Working on a car manufacturing plant, we would like to explore if roadway lighting within the area of the plant can be extempt from the assesment.
By the local code, the roadway lighting is regulated/prescribed by the Roads Act, which specifies where the lighting has to/don't have to be placed. Since road/street lighting is a public servis, private ownerships (i.e. such as this project) are outside of the scope of the Act and the lighting is placed at the discretion of the owner. For this case, this implies that from the public roadway lighting requirements point of view, the government does not mandate the lighting.
Having said that, there are/may be other regulations that may force the owner to place the lighting anyway (i.e. due to the H&S requirements on the worksite etc). From this point of view, the roadway lighting can still be viewed as government-mandated.

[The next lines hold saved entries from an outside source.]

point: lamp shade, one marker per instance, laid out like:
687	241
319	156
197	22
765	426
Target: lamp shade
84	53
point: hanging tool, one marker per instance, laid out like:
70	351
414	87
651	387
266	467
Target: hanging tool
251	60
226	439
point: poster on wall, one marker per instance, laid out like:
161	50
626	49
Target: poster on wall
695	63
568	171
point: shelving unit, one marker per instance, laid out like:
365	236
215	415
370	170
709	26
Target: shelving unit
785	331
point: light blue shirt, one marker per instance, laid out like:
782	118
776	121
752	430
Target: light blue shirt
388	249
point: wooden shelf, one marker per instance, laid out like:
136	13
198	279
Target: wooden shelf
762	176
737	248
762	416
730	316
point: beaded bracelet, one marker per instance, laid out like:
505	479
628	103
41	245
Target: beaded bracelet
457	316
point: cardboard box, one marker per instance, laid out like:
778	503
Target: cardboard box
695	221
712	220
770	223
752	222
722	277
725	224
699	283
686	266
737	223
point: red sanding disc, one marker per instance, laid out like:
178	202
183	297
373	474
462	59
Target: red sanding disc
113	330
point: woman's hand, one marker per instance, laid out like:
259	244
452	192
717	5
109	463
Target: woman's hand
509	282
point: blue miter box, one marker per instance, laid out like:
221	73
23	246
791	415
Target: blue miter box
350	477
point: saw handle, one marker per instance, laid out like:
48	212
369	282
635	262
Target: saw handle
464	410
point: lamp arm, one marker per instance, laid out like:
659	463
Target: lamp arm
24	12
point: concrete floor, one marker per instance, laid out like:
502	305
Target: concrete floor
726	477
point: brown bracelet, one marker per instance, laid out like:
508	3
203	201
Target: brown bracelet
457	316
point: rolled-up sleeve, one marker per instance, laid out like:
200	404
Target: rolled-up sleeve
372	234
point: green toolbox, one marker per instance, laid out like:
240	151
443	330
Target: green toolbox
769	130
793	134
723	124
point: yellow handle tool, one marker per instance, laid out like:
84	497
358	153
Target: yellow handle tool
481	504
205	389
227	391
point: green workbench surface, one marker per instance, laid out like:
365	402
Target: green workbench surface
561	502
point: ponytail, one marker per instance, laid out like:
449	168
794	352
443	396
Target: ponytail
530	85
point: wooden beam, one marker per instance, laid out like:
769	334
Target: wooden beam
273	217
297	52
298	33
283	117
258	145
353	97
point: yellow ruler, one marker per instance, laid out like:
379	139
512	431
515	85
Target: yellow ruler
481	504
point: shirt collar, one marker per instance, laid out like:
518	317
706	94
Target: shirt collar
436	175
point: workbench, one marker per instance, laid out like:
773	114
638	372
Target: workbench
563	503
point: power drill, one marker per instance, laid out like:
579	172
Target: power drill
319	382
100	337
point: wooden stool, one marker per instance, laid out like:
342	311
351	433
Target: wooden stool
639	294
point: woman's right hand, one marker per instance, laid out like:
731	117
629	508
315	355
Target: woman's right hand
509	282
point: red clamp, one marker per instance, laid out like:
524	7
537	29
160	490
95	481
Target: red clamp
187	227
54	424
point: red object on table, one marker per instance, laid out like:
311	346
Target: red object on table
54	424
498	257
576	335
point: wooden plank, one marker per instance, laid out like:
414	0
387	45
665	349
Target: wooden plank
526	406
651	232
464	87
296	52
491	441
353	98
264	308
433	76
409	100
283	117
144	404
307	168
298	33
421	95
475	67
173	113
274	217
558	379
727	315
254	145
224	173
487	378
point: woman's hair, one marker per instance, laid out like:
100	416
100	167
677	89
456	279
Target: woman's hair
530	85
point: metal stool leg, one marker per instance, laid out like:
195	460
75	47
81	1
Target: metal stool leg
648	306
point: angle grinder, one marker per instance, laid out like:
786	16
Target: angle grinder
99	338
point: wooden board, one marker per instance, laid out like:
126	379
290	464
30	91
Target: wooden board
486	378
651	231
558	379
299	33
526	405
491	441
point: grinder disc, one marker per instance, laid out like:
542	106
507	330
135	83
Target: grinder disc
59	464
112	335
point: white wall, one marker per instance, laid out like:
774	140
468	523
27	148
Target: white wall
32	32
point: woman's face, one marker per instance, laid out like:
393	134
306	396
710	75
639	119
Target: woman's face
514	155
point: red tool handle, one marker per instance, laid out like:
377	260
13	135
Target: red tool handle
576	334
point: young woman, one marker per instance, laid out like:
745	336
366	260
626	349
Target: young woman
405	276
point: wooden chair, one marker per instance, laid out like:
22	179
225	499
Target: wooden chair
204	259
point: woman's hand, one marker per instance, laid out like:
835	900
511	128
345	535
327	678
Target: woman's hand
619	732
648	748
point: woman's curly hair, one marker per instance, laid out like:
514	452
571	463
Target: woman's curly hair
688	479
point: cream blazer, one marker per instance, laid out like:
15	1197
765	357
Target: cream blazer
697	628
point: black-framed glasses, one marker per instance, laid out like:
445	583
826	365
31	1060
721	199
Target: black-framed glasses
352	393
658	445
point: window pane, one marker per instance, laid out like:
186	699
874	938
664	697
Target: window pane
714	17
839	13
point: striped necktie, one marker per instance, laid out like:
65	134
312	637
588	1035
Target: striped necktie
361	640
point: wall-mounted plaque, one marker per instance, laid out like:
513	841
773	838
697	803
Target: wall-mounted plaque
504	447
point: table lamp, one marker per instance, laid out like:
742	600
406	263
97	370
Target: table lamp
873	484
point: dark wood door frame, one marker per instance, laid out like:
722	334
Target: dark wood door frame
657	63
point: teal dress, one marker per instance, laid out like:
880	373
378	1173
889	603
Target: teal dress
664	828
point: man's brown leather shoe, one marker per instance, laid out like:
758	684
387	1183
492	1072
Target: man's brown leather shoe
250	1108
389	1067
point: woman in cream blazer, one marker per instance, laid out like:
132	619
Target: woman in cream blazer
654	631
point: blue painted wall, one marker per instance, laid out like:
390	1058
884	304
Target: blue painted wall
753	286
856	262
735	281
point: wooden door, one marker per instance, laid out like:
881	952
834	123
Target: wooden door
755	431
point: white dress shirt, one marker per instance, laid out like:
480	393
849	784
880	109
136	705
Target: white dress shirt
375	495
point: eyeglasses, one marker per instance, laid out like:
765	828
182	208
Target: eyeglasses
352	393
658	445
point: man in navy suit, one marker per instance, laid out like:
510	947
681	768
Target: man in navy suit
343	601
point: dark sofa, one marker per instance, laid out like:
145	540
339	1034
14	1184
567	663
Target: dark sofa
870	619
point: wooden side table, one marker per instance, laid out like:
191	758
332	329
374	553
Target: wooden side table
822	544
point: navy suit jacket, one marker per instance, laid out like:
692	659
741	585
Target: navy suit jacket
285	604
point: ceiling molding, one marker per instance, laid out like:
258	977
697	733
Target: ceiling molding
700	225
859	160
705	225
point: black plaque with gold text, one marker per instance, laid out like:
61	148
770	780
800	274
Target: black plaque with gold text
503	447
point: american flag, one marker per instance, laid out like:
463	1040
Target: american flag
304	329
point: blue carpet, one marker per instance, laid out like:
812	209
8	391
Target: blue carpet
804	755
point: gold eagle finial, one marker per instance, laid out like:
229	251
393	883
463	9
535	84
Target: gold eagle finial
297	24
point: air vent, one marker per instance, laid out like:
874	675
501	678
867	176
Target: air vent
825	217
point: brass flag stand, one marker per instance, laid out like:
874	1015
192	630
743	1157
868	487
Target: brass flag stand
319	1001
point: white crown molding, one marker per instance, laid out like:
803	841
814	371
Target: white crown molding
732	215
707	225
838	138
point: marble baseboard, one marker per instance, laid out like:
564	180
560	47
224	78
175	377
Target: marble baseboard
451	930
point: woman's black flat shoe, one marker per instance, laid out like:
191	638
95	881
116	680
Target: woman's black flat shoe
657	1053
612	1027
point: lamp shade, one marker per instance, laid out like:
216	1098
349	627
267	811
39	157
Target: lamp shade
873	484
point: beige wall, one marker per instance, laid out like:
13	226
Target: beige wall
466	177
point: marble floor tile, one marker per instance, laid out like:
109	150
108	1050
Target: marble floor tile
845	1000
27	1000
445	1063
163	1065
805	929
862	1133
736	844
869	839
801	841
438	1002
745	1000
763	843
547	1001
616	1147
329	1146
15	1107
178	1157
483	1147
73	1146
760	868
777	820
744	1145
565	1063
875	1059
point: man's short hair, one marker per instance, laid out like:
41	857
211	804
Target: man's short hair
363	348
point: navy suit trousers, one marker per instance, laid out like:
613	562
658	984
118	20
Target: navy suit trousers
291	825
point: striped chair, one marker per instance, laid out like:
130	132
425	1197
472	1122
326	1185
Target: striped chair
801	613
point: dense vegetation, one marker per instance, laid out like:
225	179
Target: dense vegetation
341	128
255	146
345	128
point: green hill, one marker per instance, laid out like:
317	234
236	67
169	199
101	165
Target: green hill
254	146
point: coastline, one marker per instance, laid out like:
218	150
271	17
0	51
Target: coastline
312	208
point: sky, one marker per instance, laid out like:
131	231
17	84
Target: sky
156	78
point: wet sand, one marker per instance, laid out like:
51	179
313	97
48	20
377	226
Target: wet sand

My question is - is the 'government-mandated' seen only from the roadway lighting requirements perspective, or does this cover wider area/any regulation that may force the developer to install the lighting?
Glenn Heinmiller
PrincipalLam Partners
100 thumbs up
August 24, 2023 - 12:52 pm
Lenka,
This exception assumes that the government-mandated roadway lighting is lighting a public street, but is located within the LEED Project Boundary. The government is telling the property owner exactly what they have to install (or installing it themselves) and the property owner has no control over the type of lighting that will be installed.
You have a situation where the government may be requiring the property owner to light their private streets (for whatever reason). If the government is telling you just to "light the street", then you should light it in a way that complies with credit requirements. But if they require specific light levels or the use of specific luminaires -- and these would prevent you from meeting the credit requirements --- then I think you could exempt the roadway lighting.
Lenka Matějíčková
Grinity s.r.o. VAT CZ046072282 thumbs up
August 25, 2023 - 7:50 am
Hi Glenn, great, understood. Many thanks for prompt answers.